Collaboration: Good Until It’s Not

As part of my work for clients, I’ve read the workplace trend towards collaboration and open floors is starting to go the other way. Good.

When I read articles about the open-concept work place, the push for team work, the emphasis on collaboration…it actually turns me away from re-entering the workforce in a traditional capacity. I’d rather have a cubicle than a desk in an open floor plan. The same is true for co-working spaces and coffee shops. Can I have a sofa seat in a quiet nook somewhere?

As a professed introvert, I disdain group work. As a former teacher, I disliked the push to incorporate group work. I get it. Society is about sharing, and sometimes students learn better from others. I want my child to have some day care time so he can learn skills from peers.

A few years ago I had a boss who really liked collaboration. Or micromanagement. They needed to be involved in everything. Even simple things. We’d get on a call and a document, then edit through the document together. The whole time, I’m thinking, “this can’t be an efficient use of our time. Can’t one of us just do this and the other review it later?”

Coworking Space
Desk sharing isn’t always the most productive.

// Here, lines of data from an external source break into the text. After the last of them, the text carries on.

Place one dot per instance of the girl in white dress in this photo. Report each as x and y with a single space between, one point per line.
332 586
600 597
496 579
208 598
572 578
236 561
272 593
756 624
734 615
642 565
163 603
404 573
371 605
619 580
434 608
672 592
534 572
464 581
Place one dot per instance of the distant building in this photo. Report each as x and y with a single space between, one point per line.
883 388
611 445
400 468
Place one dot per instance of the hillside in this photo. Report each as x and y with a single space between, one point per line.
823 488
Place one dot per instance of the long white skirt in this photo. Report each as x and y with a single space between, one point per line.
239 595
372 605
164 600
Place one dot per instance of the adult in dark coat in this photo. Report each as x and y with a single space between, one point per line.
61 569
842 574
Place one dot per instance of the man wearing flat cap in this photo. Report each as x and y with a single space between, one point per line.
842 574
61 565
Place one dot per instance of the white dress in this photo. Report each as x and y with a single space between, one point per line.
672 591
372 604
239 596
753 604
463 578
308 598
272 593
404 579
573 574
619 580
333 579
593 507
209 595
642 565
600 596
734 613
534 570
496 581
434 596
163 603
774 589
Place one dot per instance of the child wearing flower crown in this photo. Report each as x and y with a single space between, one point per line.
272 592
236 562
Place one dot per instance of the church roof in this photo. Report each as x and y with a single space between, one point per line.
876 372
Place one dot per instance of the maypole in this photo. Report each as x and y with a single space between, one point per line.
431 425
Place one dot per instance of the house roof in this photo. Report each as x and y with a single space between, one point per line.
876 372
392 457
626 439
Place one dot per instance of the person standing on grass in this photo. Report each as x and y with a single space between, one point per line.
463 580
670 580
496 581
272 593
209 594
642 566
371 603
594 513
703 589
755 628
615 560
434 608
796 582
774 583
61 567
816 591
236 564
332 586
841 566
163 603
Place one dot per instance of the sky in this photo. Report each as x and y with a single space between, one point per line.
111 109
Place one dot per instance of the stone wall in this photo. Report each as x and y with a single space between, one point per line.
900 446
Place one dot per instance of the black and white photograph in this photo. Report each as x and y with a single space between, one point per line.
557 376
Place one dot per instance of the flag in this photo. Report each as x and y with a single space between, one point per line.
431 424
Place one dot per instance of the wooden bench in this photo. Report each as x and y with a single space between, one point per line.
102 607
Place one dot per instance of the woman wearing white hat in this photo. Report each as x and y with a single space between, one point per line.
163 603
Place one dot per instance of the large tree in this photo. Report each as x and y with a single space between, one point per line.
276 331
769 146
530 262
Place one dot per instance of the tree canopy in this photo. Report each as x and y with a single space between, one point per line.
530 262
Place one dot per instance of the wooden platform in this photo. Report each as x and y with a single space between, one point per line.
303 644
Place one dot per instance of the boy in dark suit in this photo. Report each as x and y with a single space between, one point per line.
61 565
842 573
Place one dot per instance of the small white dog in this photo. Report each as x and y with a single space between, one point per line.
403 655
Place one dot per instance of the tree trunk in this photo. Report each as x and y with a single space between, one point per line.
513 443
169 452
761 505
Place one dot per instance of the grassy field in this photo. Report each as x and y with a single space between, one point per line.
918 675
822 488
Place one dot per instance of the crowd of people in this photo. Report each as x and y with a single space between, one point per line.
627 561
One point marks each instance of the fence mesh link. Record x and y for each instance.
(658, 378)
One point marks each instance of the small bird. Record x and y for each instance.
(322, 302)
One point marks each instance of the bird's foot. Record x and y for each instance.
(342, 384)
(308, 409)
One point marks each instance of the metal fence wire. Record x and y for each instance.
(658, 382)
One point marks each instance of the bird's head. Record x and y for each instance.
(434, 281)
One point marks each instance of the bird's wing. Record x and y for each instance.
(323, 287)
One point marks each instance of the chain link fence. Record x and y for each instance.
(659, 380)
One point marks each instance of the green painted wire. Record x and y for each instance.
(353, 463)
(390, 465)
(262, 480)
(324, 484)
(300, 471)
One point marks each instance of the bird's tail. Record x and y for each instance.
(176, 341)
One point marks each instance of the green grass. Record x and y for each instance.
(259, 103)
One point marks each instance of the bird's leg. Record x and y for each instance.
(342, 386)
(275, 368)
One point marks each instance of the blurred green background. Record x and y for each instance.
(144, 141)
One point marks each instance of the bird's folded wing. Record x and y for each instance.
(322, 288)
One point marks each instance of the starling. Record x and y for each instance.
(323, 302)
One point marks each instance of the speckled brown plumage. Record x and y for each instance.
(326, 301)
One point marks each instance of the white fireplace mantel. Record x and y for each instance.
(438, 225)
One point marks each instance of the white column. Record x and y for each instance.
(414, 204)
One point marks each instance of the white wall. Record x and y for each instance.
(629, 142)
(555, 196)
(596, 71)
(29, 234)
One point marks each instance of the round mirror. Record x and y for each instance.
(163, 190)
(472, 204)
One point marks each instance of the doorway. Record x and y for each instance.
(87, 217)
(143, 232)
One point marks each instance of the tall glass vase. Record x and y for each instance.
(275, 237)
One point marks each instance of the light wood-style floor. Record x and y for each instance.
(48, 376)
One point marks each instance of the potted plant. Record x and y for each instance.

Work done well requires uninterrupted thought. High-performing individuals need focus and quiet. We can’t have someone nitpicking over shoulder constantly.

I brought this up with a colleague. I don’t mind working with other people. But not in the initial phase. I see collaboration as part of phase two, reviewing and editing. I’d rather do the work first, then bring it to others for discussion, peeling back, fixing, adding.

Maybe that’s the writer in me. Very few books are written with two or more people sitting down together at a computer. It’s usually one person, mulling through thoughts and phrases. They do the initial work. Once the work is finished, other people join the process. To me, that’s collaboration.

Research is backing my feelings. Workers hate open-concept offices. Productive individuals struggle in noisy work settings. Socialization is well and good, but it has a time and a place.